Several behaviors that motorists exhibit while behind the wheels can qualify as reckless driving in Virginia. “Reckless driving causes nearly a third of all deaths involving major car accidents, which are more than 13,000 each year,” explains attorney Karin Riley Porter. As a result, you can be charged by an officer and can be found guilty or not guilty by a judge.

Types of Reckless Driving

Reckless driving is in different forms and includes:

1. Driving a vehicle with a mechanical fault

Va. Code § 46.2-853 considers driving a vehicle with faulty brakes as a reckless driving offense. Therefore, if a driver cannot maintain proper vehicle control, the driver will be held liable for reckless driving. However, if a driver could prove that they didn’t have prior knowledge that the vehicle was faulty, it would be possible to avoid conviction.

2. Not giving out the right signals when required

Not giving out a signal while driving on Virginia road is an offense under section 46.2-860 of the Virginia Code. Motorists are required to start signaling 50 feet away from the place they would be turning where the speed limit is not above 35 mph. In situations where the speed limit is above 35 mph, drivers are required to signal 100 feet away from where they would take a turn.

3. Driving alongside another vehicle on a single lane road

In Virginia, driving two vehicles abreast on a one-lane road is considered a reckless driving offense. This rule, however, only applies to vehicles and has no implications on motorcycles and bikes. If found liable, the offender will face charges.

4. Overspeeding

Different Virginia roads are subject to variable speed limits. A driver can face charges for reckless driving if they exceed the speed limit specified by law on each road network. According to the Va. Code §46.2-862, a driver can face convictions for reckless driving if they exceed the specified speed limit by 20 mph or drive above 80 mph.

5. Driving with an impaired view

Some drivers overload their cars or carry passengers who prevent them from seeing all sides of the road. Overloading is most common in trucks. If the passenger’s sitting position in any way obstructs the driver’s view, then the driver can be charged for reckless driving.

6. Racing on Public Property

Section 46.2-865 of the Virginia Code considers car racing on any property that is open to the members of the public without authorization as reckless driving.
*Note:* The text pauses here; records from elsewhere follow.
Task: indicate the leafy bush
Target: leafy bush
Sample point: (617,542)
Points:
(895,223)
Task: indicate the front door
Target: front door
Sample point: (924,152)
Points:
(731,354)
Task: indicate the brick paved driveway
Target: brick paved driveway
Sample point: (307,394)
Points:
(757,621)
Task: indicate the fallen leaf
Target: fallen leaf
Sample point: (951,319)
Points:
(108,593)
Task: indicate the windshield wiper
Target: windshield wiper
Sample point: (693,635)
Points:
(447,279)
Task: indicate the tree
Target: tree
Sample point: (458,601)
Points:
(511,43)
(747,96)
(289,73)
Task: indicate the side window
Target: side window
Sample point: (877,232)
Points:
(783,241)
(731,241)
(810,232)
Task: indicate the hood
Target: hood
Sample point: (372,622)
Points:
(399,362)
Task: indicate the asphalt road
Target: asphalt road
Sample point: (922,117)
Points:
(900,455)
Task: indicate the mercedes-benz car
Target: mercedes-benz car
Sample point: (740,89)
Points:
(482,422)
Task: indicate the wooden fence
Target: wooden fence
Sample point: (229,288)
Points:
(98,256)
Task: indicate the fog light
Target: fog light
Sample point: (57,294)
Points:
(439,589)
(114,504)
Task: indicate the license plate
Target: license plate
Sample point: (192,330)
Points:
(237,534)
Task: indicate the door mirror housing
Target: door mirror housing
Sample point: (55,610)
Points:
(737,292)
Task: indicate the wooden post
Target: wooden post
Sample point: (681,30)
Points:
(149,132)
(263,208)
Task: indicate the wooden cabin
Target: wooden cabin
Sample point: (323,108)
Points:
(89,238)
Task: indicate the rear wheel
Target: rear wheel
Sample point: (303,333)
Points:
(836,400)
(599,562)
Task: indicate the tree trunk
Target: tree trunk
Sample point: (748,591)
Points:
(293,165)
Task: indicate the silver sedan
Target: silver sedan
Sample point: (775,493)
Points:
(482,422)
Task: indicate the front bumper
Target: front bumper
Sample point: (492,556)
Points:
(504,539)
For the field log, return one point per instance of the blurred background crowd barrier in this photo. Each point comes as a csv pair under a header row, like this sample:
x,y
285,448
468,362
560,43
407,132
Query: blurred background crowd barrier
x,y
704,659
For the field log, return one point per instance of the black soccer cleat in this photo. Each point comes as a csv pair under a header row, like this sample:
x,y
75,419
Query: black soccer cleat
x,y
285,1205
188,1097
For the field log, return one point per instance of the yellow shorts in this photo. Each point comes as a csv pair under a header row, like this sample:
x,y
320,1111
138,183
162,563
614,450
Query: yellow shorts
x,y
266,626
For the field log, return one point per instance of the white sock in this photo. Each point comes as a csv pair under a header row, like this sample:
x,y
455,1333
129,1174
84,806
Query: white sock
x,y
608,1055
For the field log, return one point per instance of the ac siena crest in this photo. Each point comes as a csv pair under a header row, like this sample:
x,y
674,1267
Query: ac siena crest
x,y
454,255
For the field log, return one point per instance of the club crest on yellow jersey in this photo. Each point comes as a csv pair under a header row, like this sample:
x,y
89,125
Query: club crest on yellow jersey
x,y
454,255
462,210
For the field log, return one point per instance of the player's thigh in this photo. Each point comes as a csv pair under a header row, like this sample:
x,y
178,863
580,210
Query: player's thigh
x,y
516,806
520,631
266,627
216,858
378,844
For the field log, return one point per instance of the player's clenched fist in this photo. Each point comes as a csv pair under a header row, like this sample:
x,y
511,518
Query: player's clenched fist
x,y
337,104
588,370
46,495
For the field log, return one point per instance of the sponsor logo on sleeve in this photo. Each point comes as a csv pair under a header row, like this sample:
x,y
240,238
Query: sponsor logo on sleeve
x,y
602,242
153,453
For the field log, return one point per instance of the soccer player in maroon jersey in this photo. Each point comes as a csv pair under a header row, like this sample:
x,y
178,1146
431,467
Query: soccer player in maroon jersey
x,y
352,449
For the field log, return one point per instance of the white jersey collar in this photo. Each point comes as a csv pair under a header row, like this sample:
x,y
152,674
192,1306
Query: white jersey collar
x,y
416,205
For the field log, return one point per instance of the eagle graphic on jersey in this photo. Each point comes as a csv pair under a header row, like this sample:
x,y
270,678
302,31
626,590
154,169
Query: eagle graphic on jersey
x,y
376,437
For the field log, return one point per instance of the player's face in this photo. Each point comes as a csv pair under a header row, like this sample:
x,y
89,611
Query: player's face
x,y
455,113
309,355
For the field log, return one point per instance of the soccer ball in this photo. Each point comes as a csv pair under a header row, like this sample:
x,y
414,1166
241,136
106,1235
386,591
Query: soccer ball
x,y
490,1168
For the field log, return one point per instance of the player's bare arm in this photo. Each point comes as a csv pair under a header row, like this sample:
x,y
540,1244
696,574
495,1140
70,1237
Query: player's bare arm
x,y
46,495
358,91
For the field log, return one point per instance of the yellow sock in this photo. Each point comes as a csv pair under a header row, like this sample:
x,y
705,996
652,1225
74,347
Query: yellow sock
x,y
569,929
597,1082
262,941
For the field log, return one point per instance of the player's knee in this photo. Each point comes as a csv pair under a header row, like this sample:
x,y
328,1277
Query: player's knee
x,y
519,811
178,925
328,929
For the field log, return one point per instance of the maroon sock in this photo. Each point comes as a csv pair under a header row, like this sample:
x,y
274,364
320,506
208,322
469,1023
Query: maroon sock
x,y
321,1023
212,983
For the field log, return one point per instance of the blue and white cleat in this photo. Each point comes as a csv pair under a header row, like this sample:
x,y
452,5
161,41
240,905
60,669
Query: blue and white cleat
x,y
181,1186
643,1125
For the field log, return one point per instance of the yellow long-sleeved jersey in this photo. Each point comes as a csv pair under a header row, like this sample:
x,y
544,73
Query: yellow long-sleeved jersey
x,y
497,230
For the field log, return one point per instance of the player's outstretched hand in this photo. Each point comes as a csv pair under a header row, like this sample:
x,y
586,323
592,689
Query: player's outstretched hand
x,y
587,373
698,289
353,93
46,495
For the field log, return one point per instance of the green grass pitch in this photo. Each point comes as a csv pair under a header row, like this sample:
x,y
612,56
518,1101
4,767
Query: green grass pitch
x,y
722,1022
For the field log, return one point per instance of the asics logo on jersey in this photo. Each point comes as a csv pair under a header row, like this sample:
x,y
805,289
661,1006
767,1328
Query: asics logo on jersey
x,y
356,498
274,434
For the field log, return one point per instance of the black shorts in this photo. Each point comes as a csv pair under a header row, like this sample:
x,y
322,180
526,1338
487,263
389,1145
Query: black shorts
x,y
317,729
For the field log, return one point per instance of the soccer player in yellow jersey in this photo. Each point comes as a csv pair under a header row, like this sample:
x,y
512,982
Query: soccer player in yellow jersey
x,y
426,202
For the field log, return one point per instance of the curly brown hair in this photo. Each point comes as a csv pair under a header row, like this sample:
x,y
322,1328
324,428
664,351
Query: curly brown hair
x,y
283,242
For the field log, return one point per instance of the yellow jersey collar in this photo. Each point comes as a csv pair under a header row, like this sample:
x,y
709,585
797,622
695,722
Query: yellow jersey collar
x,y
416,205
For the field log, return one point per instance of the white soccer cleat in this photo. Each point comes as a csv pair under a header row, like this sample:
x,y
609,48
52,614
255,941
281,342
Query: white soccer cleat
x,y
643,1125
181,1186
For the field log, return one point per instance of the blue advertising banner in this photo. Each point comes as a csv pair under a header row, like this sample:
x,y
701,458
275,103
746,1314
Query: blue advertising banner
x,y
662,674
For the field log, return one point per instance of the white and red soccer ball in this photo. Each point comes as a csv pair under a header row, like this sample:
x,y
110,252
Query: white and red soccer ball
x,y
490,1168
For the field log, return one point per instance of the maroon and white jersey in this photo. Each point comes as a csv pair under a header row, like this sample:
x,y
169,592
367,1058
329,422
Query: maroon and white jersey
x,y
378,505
If found guilty, the state can withdraw the license of the driver for up to six months.

Penalties for Reckless Driving in Virginia

A reckless driving conviction may attract different penalties to the offender, some of which may include:

  • A suspension of the driver’s license for six months or more
  • Up to one-year jail term
  • Fine amounting to $2,500
  • Increase in auto insurance
  • Ineligibility for car rentals
  • Possibility of permanent seizure of vehicle if found guilty of unauthorized car racing

Conclusion

Reckless driving is a severe offense in Virginia. If you are charged with the crime and convicted, it can stay in your driving records for up to 11 years. However, with the help of an experienced Virginia traffic attorney, you can get a lesser charge for the offense.